Youth of Peruvian avocado industry has helped it to be more water-efficient, says industry rep
Peru is a country that stands out for having an agribusiness with a high-tech irrigation system and a set of irrigation projects that will significantly increase its cultivated hectares in the coming years.
Daniel Bustamante of ProHass Peru told FreshFruitPortal.com that being relatively young in the industry has given them an advantage over other countries. Peru came into the industry when much more efficient irrigation technology had already been developed.
“The avocado industry of Peru is relatively new and has been taking advantage of the latest available technologies,” he said.
He highlighted that “there is a high level of automatization in avocado groves.”
According to Bustamante, the agro-export and agro-export crops in Peru began almost from scratch at a time when modernized irrigation systems, particularly from Israel, were extremely advanced.
“The technologies that there were on hand in that moment were quite modern. The structural foundation of the projects started with that,” he said.
According to him, had it been 20 years earlier, there would not have been access to that established foundation, which probably would have influenced the current state of things.
Other countries that started earlier had to upgrade to new technologies, modifying structures and modernizing, which is costly, he explained.
He added that many of the projects are able to help generate an entire advanced irrigation industry for large, medium and small industries,” he said.
He clarified that Peru’s water resources are different from other countries; who have also been taken into account.
“We must remember that in Peru, we have quite extensive irrigation systems, which are based specifically on water that previously went to the sea or to the Amazon Basin.
“So, in that sense, it is a scenario that is quite distinct from others, and thanks to long-term investments, it is now paying off with an assured normal water supply; but that does not mean that the supply isn’t affected in years like this one, a year with a drought.”

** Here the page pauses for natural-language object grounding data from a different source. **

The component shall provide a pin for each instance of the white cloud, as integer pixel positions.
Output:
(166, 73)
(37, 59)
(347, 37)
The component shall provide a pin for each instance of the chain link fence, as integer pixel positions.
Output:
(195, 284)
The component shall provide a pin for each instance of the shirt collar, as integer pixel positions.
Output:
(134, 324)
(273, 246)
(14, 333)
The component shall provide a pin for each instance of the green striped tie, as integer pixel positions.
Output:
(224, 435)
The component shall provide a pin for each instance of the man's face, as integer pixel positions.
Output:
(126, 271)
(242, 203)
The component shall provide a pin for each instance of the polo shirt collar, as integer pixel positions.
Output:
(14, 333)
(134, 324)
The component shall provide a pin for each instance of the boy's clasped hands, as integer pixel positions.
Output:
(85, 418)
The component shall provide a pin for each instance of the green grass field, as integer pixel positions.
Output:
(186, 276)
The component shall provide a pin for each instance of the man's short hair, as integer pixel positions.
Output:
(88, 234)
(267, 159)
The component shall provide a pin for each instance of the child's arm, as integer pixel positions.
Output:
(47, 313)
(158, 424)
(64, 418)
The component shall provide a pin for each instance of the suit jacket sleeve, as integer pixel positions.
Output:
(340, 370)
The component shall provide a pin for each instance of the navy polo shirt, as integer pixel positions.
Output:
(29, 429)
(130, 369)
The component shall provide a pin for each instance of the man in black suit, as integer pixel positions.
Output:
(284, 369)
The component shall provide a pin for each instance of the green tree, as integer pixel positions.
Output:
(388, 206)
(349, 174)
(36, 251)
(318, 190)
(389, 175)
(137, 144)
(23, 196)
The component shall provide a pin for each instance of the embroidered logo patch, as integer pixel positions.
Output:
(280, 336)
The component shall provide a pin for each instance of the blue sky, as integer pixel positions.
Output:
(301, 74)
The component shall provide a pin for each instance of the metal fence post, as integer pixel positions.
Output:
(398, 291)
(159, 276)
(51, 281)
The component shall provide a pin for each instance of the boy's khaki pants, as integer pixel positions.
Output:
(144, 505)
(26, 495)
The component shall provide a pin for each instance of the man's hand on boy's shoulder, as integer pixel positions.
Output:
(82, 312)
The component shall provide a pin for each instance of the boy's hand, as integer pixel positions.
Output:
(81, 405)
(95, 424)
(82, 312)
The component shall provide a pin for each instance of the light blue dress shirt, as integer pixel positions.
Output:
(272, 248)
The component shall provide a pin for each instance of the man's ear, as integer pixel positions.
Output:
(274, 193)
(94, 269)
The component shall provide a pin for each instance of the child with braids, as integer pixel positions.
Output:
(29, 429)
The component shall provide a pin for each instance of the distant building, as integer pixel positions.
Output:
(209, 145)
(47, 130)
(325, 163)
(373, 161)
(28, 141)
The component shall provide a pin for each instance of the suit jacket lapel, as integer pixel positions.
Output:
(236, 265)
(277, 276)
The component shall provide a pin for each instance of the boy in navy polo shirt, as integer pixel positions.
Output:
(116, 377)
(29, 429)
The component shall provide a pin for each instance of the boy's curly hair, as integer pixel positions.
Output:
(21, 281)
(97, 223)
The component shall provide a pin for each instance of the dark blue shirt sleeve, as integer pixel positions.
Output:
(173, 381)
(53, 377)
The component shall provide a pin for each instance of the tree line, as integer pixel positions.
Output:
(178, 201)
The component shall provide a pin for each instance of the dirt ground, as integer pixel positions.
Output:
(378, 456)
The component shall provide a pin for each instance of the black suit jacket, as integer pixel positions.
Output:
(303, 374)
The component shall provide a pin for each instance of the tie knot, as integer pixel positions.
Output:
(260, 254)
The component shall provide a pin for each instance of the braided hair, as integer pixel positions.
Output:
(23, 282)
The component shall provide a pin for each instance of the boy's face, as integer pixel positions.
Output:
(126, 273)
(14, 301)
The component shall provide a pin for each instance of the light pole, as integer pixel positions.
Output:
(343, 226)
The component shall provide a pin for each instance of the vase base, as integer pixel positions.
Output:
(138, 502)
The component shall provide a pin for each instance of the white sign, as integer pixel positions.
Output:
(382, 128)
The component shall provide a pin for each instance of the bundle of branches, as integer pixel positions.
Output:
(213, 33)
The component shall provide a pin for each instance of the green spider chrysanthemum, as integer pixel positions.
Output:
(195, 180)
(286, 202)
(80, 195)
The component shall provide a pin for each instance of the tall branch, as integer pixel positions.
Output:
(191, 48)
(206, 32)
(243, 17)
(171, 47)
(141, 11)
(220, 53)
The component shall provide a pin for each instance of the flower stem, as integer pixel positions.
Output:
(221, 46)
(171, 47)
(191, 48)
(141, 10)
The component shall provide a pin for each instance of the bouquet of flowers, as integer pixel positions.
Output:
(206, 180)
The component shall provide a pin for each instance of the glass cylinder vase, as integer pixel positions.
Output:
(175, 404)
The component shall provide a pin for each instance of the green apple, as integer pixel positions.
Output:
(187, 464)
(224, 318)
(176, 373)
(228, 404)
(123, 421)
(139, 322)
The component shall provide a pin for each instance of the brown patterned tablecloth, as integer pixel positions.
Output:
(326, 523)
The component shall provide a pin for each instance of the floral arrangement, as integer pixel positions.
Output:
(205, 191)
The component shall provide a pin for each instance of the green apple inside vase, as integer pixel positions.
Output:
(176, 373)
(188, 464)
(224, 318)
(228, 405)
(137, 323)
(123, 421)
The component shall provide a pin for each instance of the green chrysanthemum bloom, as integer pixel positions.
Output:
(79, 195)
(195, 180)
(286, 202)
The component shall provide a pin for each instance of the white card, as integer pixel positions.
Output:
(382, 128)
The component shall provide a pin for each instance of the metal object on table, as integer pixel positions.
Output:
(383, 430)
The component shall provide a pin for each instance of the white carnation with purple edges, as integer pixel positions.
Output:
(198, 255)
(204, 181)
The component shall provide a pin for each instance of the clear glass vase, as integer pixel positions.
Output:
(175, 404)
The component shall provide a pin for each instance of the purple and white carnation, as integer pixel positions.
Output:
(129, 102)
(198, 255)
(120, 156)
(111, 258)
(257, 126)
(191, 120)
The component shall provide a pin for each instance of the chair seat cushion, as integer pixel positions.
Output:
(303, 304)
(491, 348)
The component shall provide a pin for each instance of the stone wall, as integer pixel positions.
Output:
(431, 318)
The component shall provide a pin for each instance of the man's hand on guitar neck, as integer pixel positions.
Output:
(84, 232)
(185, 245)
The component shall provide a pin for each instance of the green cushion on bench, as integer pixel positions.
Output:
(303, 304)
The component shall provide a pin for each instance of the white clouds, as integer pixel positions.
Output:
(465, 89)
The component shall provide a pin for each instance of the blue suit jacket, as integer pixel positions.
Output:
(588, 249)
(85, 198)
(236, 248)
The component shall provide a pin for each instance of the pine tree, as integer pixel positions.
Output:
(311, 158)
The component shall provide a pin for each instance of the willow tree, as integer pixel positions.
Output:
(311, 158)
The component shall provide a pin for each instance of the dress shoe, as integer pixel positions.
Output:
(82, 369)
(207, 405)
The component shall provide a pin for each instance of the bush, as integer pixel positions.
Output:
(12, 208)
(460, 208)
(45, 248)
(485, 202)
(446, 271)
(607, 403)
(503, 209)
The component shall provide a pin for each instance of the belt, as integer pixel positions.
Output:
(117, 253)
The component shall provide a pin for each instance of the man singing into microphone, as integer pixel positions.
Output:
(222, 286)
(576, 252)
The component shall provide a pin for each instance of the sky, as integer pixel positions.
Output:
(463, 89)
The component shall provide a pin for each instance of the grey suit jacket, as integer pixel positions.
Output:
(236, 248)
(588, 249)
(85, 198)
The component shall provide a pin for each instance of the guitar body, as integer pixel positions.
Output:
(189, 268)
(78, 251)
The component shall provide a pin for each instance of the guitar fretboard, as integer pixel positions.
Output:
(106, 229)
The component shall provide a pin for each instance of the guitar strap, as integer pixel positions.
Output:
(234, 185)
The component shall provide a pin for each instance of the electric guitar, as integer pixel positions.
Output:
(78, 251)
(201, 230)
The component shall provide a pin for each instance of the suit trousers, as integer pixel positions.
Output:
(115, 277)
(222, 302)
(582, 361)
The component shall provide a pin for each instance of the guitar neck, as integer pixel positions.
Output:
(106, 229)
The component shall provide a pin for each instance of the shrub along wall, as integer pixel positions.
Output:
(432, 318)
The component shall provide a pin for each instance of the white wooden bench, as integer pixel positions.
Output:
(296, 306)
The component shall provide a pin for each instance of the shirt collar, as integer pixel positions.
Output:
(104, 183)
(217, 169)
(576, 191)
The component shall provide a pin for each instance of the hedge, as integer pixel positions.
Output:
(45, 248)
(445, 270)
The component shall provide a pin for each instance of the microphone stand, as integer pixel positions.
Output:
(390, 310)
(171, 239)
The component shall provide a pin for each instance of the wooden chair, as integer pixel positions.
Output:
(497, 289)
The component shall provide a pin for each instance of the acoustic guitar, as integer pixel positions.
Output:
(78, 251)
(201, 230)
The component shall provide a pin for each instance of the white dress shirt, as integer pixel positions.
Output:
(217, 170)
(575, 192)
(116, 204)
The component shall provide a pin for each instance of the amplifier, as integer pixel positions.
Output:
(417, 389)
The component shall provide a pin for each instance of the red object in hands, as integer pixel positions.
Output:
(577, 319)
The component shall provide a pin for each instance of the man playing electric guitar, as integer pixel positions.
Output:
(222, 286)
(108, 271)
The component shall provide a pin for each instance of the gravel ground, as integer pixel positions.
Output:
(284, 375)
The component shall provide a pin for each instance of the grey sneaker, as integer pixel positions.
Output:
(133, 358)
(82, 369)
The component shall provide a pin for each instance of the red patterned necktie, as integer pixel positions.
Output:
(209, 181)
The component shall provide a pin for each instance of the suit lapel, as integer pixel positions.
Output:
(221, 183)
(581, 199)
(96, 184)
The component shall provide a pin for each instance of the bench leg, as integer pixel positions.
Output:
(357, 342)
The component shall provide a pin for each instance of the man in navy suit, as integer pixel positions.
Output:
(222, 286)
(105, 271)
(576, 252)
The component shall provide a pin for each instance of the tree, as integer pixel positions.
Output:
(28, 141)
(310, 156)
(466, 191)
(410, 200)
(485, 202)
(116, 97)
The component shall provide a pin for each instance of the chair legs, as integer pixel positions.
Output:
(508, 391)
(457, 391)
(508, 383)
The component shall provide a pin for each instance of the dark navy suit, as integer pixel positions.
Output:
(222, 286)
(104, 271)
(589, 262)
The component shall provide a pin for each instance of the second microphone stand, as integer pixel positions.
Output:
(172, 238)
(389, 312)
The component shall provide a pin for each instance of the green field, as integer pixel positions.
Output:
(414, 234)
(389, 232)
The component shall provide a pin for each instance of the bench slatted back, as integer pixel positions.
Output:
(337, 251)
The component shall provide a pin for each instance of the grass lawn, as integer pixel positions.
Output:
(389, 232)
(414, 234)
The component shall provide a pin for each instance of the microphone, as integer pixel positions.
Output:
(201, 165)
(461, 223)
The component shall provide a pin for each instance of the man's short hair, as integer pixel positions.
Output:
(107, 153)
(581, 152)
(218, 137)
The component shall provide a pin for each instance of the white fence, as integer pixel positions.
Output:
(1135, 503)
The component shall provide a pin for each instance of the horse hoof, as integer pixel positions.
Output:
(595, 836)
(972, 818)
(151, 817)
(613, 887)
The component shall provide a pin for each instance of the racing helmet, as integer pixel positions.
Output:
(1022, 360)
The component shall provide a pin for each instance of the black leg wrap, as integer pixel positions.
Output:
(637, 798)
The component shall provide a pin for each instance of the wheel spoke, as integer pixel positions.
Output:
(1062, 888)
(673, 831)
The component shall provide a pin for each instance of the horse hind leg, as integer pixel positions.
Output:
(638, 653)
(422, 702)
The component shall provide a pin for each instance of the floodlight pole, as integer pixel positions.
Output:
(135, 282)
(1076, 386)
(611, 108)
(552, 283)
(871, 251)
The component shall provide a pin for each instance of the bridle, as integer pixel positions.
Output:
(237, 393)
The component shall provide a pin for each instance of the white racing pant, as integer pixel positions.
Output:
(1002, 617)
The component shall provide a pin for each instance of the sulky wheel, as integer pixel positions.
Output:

Regarding the current avocado season, Peru should be closing in on 365,000 metric tons (MT) exported, said Bustamante.
He commented that it was a season with many logistical and occupational challenges because they began with the Covid-19 dilema.
“The avocado was already ready, it was hanging in the trees, now it was the issue of how to efficiently manage the issue of Covid-19, with restricted working hours and mobility”, he pointed out.
He said that, in addition, the entirety of the market dynamics changed and “it had been a year of a great deal of learning as well as challenges”.
He added that, while there had been an impact on prices, he attributes that to supply.
“It has been a year where Peru has had significant growth, Mexico has had significant growth, as well as California, South Africa and Colombia."
“So all of the competing countries in this area, call it the summer of the Northern Hemisphere, have had all kinds of substantial growth,” said Bustamante.
The last avocado exports are expected to be shipped during October.